Unit tests for the improper_payments_dgp module are provided in the test_improper_payments_dgp.py file.

from improper_payments_dgp import TruncatedGamma, truncgamma_rvs, improper_payment_rvs
import numpy as np
import pandas as pd
import numpy.testing as npt
import pytest

def test_initilization():
    x = TruncatedGamma(alpha = 4, theta = 25, A = 0, B = 1000)
    assert isinstance(x, TruncatedGamma)
    assert (x.alpha, x.theta, x.A, x.B) == (4, 25, 0, 1000)

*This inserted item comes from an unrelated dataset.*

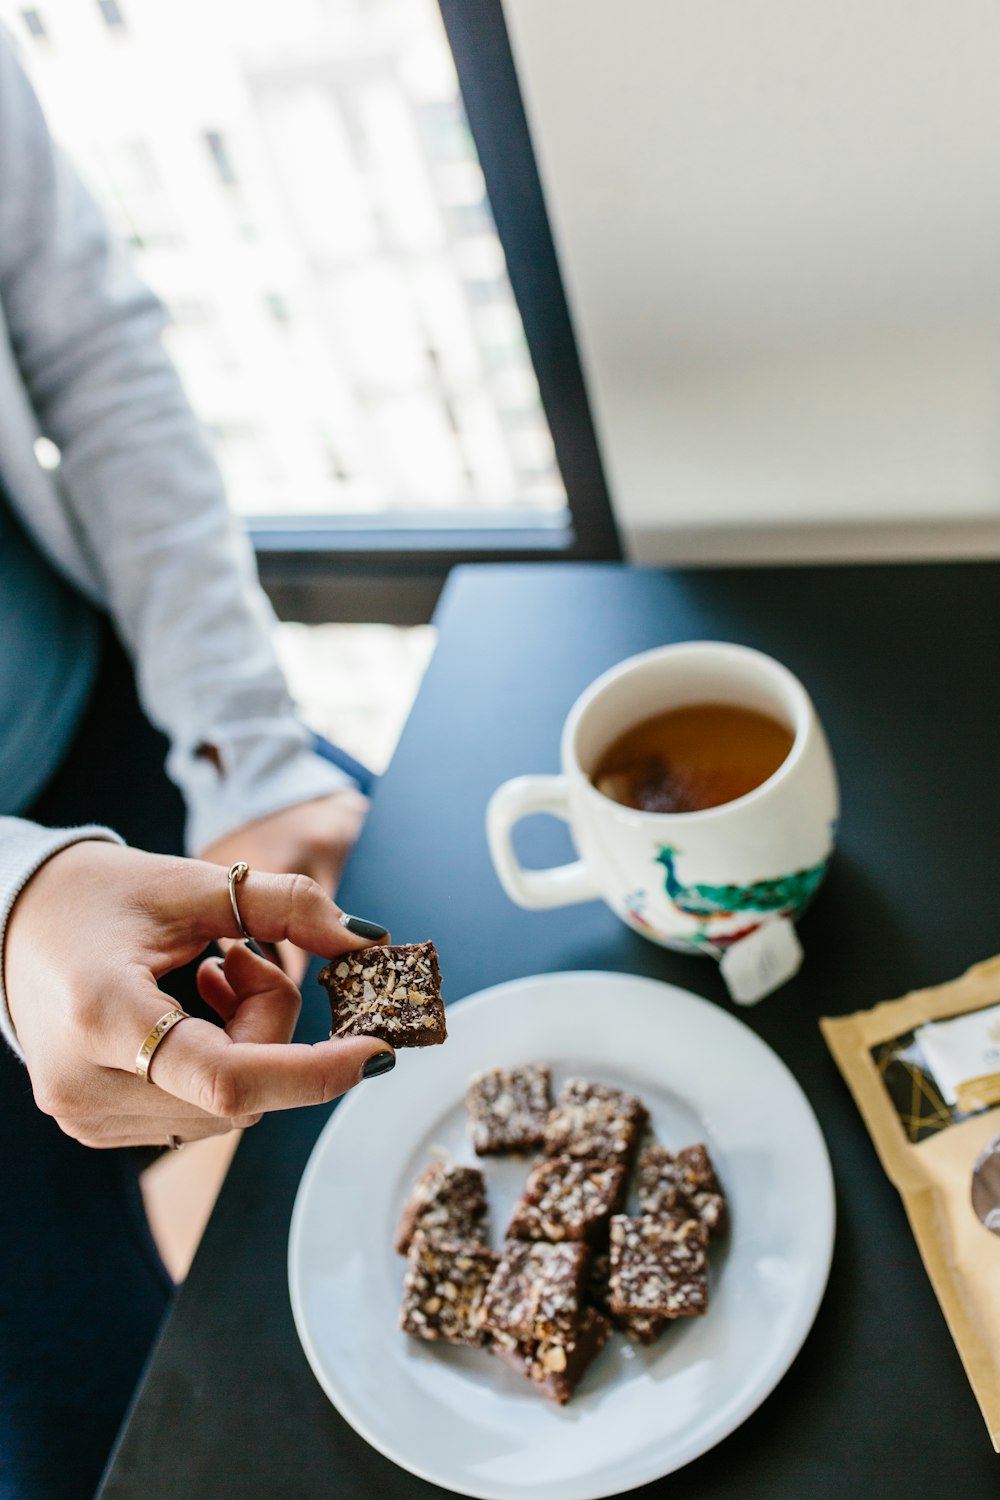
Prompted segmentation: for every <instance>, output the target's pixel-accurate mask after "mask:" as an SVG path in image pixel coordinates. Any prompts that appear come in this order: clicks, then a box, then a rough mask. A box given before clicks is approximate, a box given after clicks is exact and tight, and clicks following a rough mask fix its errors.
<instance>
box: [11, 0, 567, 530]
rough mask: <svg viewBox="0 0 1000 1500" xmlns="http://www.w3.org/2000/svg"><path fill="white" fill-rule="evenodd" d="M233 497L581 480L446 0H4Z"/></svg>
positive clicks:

    with pytest.raises(ValueError) as exc_info:
        TruncatedGamma(alpha = 0, theta = 25, A = 0, B = 1000)
    assert 'The value of alpha should be greater than zero.' in str(exc_info.value)

    with pytest.raises(ValueError) as exc_info:
        TruncatedGamma(alpha = 4, theta = 0, A = 0, B = 1000)
    assert 'The value of theta should be greater than zero.' in str(exc_info.value)
    
    with pytest.raises(ValueError) as exc_info:
        TruncatedGamma(alpha = 4, theta = 25, A = -1000, B = 1000)
    assert 'The lower bound A should be greater than or equal to zero.' in str(exc_info.value)
    
    with pytest.raises(ValueError) as exc_info:
        TruncatedGamma(alpha = 4, theta = 25, A = 0, B = 0)
    assert 'The upper bound B should be greater than A.' in str(exc_info.value)

def test_truncgamma_m1():
    x = TruncatedGamma(alpha = 4, theta = 25, A = 0, B = 1000)
    assert x.truncgamma_m1() == np.float64(99.99999999995468)

def test_truncgamma_m2():
    x = TruncatedGamma(alpha = 4, theta = 25, A = 0, B = 1000)
    assert x.truncgamma_m2() == np.float64(12499.99999994902)

def test_truncgamma_var():
    x = TruncatedGamma(alpha = 4, theta = 25, A = 0, B = 1000)
    assert x.truncgamma_var() == np.float64(2499.999999958083)

def test_truncgamma_cv():
    x = TruncatedGamma(alpha = 4, theta = 25, A = 0, B = 1000)
    assert x.truncgamma_cv() == np.float64(0.4999999999960349)

def test_truncgamma_rvs():
    actual = truncgamma_rvs(mean_target = 100, cv_target = 1/2, A = 0, B = 1000, size = 10, random_state = 123)
    expected = np.array([116.24621327,  35.02121931,  59.89023217,  55.47188101, 54.39446304, 140.63124805, 177.52242542,  66.43900397, 142.4522452 , 163.13733856])
    npt.assert_allclose(actual, expected)

def test_improper_payment_rvs():
    pop_data = improper_payment_rvs(mean_target = 100, cv_target = 1/2, A = 0, B = 1000, b = (0.4, 0.6), p_improper = 0.1, size = 100000, random_state = 123)
    
    assert isinstance(pop_data, pd.DataFrame)
    assert list(pop_data.columns) == ['X', 'B', 'Z', 'Y']
    assert len(pop_data) == 100000
    
    mean_X = pop_data.X.mean()
    total_X = pop_data.X.sum()
    cv_X = pop_data.X.var()**0.5/pop_data.X.mean()
    min_B = pop_data.B.min()
    max_B = pop_data.B.max()
    mean_Z = pop_data.Z.mean()
    mean_Y_improper = pop_data.Y[pop_data.Y > 0].mean()
    total_Y = pop_data.Y.sum()
    
    assert mean_X == np.float64(99.96861105724925)
    assert total_X == np.float64(9996861.105724925)
    assert cv_X == np.float64(0.49977019979482173)
    assert min_B == np.float64(0.4000001820563135)
    assert max_B == np.float64(0.5999945536761311)
    assert mean_Z == np.float64(0.09952)
    assert mean_Y_improper == np.float64(59.655189118224804)
    assert total_Y == np.float64(593688.4421045732)

Session Information

All of the files needed to reproduce these results can be downloaded from the Git repository https://github.com/wkingc/improper-payments-dgp-py.

-----
improper_payments_dgp       NA
matplotlib                  3.10.8
pandas                      3.0.0
session_info                v1.0.1
-----
Python 3.14.2 (main, Dec  5 2025, 16:49:16) [Clang 17.0.0 (clang-1700.6.3.2)]
macOS-26.2-arm64-arm-64bit-Mach-O
-----
Session information updated at 2026-01-30 12:52

References

Bain, Lee J, and Max Engelhardt. 1992. Introduction to Probability and Mathematical Statistics. Vol. 4. Duxbury Press Belmont, CA.